Earlier this week, the Department of Justice announced criminal and civil actions against some 100 sexual enhancement, weight loss, and body building products.
November 20, 2015, 10:00pm
Photo via Flickr user Jamie

The desire to lose weight with minimal effort is hardly new, but federal authorities are now resorting to novel approaches of informing the public about the potentially disastrous consequences of using health and nutritional supplements.

Earlier this week, U.S. Department of Justice (DOJ) announced criminal and civil actions being undertaken against some 100 sexual enhancement, weight loss, and body building products.

Among those targeted by DOJ were bestsellers like Jack3d, OxyElite Pro, and OxyElite Pro "New Formula" and "Advanced Formula," brands which have raked in hundreds of millions of dollars in sales but have also been linked to severe medical issues like liver failure and hepatitis.

READ: Dietary Supplements Are Doing Much More Measurable Harm Than Good

This recent probe targeted not only the manufacturers but also the companies who market these pills as healthy and natural.
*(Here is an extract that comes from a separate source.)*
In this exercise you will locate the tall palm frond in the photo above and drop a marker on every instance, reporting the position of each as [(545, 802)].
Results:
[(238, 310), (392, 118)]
"As alleged in the indictment unsealed today, the defendants were on a perpetual search for the next miracle ingredient," Benjamin C. Mizer, principal deputy assistant attorney general said, in a speech on Tuesday. "Much of the alleged fraud focused on the defendants' claims that their products were made from natural plant extracts. In truth, as one defendant put it, 'lol stuff is completely 100 % synthethic [sic].'"

In the minds authorities, these companies prey on uninformed consumers who are duped by sleek branding and the promise of a quick fix for their health issues.

"Consumers turn to supplements when they want to lose weight, get an edge in athletic performance, or improve their overall well-being," said Mizer. "From California to Maine, consumers ingest pills, powders and liquids every day, not knowing whether they are wasting money or whether they may end up harming, rather than helping, themselves."

But rather than keep this battle limited to the courtroom, many of the of the federal agencies involved have made mobile apps to counter the widespread misinformation surrounding supplements.

The Human Performance Resource Center (HPRC) has created a catchy-sounding list called the Operation Supplement Safety High-Risk Supplement List, which is available via mobile applications and geared toward minimizing "the potential adverse effects of some dietary supplements.

The US Anti-Doping Agency (USADA), for its part, has launched the Supplement 411 app for athletes. Both are accessible to the general public via Google Play and Apple App stores. USADA will also be utilizing an online interactive educational tool called "Get the Scoop on Supplements: Realize, Recognize, and Reduce Your Risk" in order to get the word out about the potential health risks surrounding certain supplements.

So, while the last place people may want a meddling federal bureaucracy is inside your cell phone, it might be the most effective way of combatting some of the "snake oil salesman and medical quacks" who run the $40-billion supplements industry.